Akibat pengenaan opsen Pajak Kendaraan Bermotor (PKB), daerah Jawa Tengah ramai dengan seruan oleh masyarakat untuk tidak membayarkan pajak kendaraan. Hal ini tidak ditemukan di Jawa Barat, yang memilih untuk menghadapi isu opsen PKB dengan cara lain.
Berdasarkan paparan dari Gubernur Jawa Barat, Dedi Mulyadi atau yang akrab disapa sebagai KDM, daerah Jawa Barat tidak akan memberlakukan kenaikan tarif pajak untuk kendaraan pribadi dan juga tidak ada kenaikan atas tarif Bea Balik Nama Kendaraan Bermotor (BBNKB). Ini berarti tarif PKB yang berlaku sama dengan tarif pada tahun 2025.
Tidak hanya itu, pemerintah Jawa Barat juga telah memutuskan untuk memberikan keringanan pajak khusus untuk kendaraan dengan plat kuning.
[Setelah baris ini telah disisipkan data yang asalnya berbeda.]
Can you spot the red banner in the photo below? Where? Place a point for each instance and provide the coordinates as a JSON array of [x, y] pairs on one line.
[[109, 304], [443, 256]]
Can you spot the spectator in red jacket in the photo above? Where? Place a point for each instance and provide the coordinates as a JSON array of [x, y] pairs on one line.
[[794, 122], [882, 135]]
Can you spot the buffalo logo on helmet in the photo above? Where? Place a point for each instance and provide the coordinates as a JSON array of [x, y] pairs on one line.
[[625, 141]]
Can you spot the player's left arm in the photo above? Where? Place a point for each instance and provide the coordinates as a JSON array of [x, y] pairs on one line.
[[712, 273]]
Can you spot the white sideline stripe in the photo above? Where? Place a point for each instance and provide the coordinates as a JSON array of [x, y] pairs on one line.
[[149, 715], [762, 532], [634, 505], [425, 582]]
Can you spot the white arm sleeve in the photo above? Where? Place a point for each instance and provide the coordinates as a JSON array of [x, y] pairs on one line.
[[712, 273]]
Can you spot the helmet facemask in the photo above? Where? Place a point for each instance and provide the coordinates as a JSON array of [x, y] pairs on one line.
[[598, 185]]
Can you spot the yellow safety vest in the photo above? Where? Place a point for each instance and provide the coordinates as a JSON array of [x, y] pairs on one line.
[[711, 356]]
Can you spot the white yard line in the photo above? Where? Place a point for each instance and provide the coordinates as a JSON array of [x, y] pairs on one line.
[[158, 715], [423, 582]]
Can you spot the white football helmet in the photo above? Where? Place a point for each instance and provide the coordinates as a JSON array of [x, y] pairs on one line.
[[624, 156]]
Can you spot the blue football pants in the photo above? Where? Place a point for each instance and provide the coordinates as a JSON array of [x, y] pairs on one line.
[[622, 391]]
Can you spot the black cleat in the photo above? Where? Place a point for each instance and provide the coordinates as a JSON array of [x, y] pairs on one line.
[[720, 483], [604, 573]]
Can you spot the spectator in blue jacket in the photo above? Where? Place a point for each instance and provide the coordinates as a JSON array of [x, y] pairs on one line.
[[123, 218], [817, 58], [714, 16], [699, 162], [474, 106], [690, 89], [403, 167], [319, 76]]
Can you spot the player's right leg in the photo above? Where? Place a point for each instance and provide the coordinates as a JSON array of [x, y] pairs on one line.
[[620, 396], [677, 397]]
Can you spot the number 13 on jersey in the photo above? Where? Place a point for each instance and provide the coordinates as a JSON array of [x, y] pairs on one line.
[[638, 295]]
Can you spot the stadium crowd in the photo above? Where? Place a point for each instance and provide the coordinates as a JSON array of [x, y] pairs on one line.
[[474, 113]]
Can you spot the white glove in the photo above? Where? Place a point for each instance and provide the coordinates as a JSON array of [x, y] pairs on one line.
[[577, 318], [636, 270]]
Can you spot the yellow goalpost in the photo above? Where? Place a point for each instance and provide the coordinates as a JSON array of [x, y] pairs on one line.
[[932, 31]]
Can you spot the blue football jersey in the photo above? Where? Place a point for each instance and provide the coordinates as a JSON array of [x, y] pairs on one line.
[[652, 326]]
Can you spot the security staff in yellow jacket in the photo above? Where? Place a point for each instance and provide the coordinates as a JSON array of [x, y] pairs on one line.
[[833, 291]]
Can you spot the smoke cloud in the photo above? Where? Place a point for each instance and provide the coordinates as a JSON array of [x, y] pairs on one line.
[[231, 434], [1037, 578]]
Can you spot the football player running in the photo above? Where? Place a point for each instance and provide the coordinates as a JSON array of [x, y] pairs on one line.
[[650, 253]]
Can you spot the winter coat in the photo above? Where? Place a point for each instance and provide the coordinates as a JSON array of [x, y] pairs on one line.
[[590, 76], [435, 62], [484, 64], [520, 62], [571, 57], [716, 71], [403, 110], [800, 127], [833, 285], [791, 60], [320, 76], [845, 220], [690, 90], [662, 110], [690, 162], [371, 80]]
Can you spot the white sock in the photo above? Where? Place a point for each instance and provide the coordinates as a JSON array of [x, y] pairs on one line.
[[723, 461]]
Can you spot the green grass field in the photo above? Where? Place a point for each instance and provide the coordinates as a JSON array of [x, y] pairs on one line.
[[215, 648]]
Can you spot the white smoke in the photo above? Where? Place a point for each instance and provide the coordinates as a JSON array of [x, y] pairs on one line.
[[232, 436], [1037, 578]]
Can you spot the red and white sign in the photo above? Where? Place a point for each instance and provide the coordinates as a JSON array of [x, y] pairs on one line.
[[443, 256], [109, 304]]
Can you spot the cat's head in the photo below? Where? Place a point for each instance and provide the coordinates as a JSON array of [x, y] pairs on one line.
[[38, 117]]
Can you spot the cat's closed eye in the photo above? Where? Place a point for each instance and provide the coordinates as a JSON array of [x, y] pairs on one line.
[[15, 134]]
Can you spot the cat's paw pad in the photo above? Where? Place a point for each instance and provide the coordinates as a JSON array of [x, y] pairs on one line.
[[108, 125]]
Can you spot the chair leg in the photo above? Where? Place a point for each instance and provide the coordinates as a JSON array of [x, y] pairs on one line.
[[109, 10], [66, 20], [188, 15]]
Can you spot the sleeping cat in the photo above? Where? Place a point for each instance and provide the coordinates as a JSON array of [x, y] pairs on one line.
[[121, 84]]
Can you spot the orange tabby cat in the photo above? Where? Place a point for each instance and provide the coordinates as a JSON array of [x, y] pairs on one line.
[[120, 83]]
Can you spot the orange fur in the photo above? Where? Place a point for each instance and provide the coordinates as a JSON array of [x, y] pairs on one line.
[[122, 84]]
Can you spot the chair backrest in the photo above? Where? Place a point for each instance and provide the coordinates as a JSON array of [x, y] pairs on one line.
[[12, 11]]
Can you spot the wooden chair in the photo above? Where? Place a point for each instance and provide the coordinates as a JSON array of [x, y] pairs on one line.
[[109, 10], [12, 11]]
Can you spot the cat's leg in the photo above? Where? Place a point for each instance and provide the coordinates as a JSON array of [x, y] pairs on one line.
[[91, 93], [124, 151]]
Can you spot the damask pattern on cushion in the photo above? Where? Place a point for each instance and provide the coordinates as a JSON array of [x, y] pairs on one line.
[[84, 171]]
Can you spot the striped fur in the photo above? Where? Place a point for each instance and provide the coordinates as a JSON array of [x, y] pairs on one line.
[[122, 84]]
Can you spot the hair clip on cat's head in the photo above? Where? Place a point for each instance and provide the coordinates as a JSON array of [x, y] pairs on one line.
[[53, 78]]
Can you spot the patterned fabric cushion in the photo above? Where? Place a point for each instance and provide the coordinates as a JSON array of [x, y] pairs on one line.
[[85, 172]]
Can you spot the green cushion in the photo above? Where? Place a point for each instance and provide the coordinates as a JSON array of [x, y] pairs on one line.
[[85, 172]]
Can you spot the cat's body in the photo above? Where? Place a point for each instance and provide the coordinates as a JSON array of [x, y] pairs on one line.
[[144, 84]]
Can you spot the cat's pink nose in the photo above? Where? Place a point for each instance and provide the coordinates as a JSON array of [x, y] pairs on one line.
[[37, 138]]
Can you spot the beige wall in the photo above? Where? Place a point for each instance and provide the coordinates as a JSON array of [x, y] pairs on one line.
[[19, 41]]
Jenis keringanan yang diberikan adalah penurunan tarif pajak, dimana untuk kendaraan angkutan penumpang, dari tarif pajak 60% akan turun menjadi 30%. Sedangkan untuk kendaraan angkutan barang, tarif pajak turun dari 100% menjadi 70%.
Keputusan KDM terus disosialisasikan oleh Samsat, yang juga memastikan bahwa tarif PKB dan BBNKB tidak mengalami peningkatan.
Penurunan tarif sendiri didasari oleh Keputusan Gubernur (Kepgub) mengenai relaksasi opsen dan pengenaan untuk kendaraan bermotor angkutan umum, yang diketahui mulai berlaku per tanggal 1 Januari 2026. Adanya keringanan pajak ini diharapkan dapat mendorong penerimaan pajak dalam rangka melakukan pembangunan di berbagai sektor.